Reputation:
I followed Reuters Data set Clutering example from book "Mahout in Action" and sucessfully tested. To understand more about clustering,I tried same sequence to cluster some tweets data.
Following sequence of commands I used:
mahout seqdirectory -c UTF-8 -i hdfs://-----:8020/user/hdfs/tweet/tweet.txt -o hdfs://-----:8020/user/hdfs/tweet/seqfiles
mahout seq2sparse -i hdfs://-----:8020/user/hdfs/tweet/seqfiles -o hdfs://----:8020/user/hdfs/tweet/vectors/ -ow -chunk 100 -x 90 -seq -ml 50 -n 2 -nv
mahout kmeans -i hdfs://---:8020/user/hdfs/tweet/vectors/tfidf-vectors/ -c kmeans-centroids -cl -o hdfs://-----:8020/user/hdfs/tweet/kmeans-clusters -k 3 -ow -x 3 -dm org.apache.mahout.common.distance.CosineDistanceMeasure
mahout clusterdump -i hdfs://----:8020/user/hdfs/tweet/kmeans-clusters/clusters-3-final -d hdfs://----:8020/user/hdfs/tweet/vectors/dictionary.file-0 -dt sequencefile -b 100 -n 10 --evaluate -dm org.apache.mahout.common.distance.CosineDistanceMeasure --pointsDir hdfs://-----:8020/user/hdfs/tweet/kmeans-clusters/clusteredPoints -o tweet_outdump.txt
tweet_outdump.txt file contains following data:
CL-0{n=1 c=[] r=[]}
Top Terms:
Weight : [props - optional]: Point:
1.0: /tweet.txt =]
Inter-Cluster Density: NaN
Intra-Cluster Density: 0.0
CDbw Inter-Cluster Density: 0.0
CDbw Intra-Cluster Density: NaN
CDbw Separation: 0.0
Even I tried, this command:
mahout seqdumper -i hdfs://----:8020/user/hdfs/tweet/kmeans-clusters/clusteredPoints/part-m-00000
Key: 0: Value: 1.0: /tweet.txt =]
Count: 1
I would really appreciate some feedback here.

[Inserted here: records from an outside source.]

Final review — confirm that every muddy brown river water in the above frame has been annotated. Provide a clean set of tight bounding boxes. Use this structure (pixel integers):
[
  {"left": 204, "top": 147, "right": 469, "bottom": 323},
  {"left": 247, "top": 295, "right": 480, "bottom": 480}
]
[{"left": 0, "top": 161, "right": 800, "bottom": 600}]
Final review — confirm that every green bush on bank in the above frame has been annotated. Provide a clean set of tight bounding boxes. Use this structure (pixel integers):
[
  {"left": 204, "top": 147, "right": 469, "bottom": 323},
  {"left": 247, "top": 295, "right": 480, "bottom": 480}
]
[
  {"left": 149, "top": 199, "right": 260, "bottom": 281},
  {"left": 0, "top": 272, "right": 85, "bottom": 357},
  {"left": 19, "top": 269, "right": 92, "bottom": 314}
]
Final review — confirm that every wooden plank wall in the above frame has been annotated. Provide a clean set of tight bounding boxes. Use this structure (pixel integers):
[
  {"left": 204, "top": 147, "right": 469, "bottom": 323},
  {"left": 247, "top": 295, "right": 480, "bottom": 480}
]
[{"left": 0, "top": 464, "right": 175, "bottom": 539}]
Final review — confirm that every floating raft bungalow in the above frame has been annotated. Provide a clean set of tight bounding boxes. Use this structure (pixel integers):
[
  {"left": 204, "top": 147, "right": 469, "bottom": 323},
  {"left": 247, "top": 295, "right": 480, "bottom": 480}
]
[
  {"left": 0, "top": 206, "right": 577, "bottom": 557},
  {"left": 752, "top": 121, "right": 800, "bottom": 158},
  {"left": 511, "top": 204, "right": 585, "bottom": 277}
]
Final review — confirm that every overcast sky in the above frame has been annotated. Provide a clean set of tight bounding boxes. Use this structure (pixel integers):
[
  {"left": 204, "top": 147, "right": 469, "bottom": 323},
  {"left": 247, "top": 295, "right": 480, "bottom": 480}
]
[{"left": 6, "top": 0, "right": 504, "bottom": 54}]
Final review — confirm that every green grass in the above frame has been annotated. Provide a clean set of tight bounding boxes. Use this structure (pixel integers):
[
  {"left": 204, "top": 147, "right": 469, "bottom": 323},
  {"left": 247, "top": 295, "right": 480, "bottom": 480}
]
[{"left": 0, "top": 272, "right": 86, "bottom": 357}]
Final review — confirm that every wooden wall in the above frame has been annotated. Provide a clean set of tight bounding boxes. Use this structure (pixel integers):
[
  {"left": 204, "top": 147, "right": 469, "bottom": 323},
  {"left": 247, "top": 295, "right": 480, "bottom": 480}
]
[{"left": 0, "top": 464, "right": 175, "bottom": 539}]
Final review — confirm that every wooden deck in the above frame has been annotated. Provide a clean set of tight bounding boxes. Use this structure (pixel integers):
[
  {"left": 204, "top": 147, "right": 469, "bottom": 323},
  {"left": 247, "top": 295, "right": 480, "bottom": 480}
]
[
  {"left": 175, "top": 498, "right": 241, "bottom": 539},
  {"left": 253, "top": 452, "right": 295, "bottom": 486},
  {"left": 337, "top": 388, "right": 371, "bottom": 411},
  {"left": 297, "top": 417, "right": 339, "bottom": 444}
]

Thanks in advance
Upvotes: 0
Views: 570
Reputation: 1
Regarding your case, it seems that your data set consists of only one large file, where each line of your file represents (say document or file). So, in this case Seqdirectory command will generate a sequential file which contains just one , which is not appropriate as I understood from your post. Thus, you should first, write a simple MapReduce code that takes your data set and assigns an id to each line of your data. Here, you can use the line offset as an Id (key) and the value is the line itself. Also, you have to specify your outputformat as Sequential. Another thing, your outputkey has to be Text and your value is UTF-8 encoded string wraped in a Text object. Here is a simple MapReduce code to do:
public class TexToHadoopSeq {
// Class Map1
public static class mapper extends MapReduceBase implements
Mapper<LongWritable, Text, Text, Text> {
Text cle = new Text();
Text valeur = new Text();
@Override
public void map(LongWritable key, Text values,
OutputCollector<Text, Text> output, Reporter reporter)
throws IOException {
String record = values.toString();
byte[] b = record.getBytes("UTF-8");
valeur.set(b);
cle.set(key.toString());
output.collect(cle, valeur);
}
}
// Class Reducer
public static class Reduce1 extends MapReduceBase implements
Reducer<Text, Text, Text, Text> {
@Override
public void reduce(Text key, Iterator<Text> values,
OutputCollector<Text, Text> output, Reporter reporter)
throws IOException {
while (values.hasNext()) {
output.collect(key, values.next());
}
}
}
public static void main(String[] args) throws IOException {
String inputdata = args[0];
System.out.println();
System.out.println();
// Start Job1
JobClient client1 = new JobClient();
JobConf conf1 = new JobConf(TexToHadoopSeq.class);
FileInputFormat.setInputPaths(conf1, new Path(inputdata));// database
FileOutputFormat.setOutputPath(conf1, new Path("output"));// Sortie Job1
conf1.setJarByClass(TexToHadoopSeq.class);
conf1.setMapperClass(mapper.class);
conf1.setReducerClass(Reduce1.class);
conf1.setNumReduceTasks(1);
conf1.setMapOutputKeyClass(Text.class);
conf1.setMapOutputValueClass(Text.class);
conf1.setOutputKeyClass(Text.class);
conf1.setOutputValueClass(Text.class);
conf1.setInputFormat(TextInputFormat.class);
conf1.setOutputFormat(SequenceFileOutputFormat.class);
client1.setConf(conf1);
RunningJob Job;
Job = JobClient.runJob(conf1);
Job.waitForCompletion();
System.out.println();
System.out.println();
System.out.print("*****Conversion is Done*****");
}
}
Now, next step is to create vectors from your sequence file (generated by the above code), thus use: ./mahout seq2sparse -i "Directory of your sequential file in HDFS" -o "output" --maxDFPercent 85 --namedVector
Then, you'll get the TFIDF directory ... and then continue performing Kmeans or whatever mahout clustering algorithm. That's it.
Upvotes: 0
Reputation: 77454
You created a data set that consists of a single document only.
Obviously, clustering results are not meaningful. There is no "inter cluster distance" (because there is only one cluster). And the in-cluster distance is 0, because there is only one object, and it has a trivial distance of 0 to itself.
So you failed already at the seqdirectory
command - you passed a file, not a directory with one file per document...
Upvotes: 1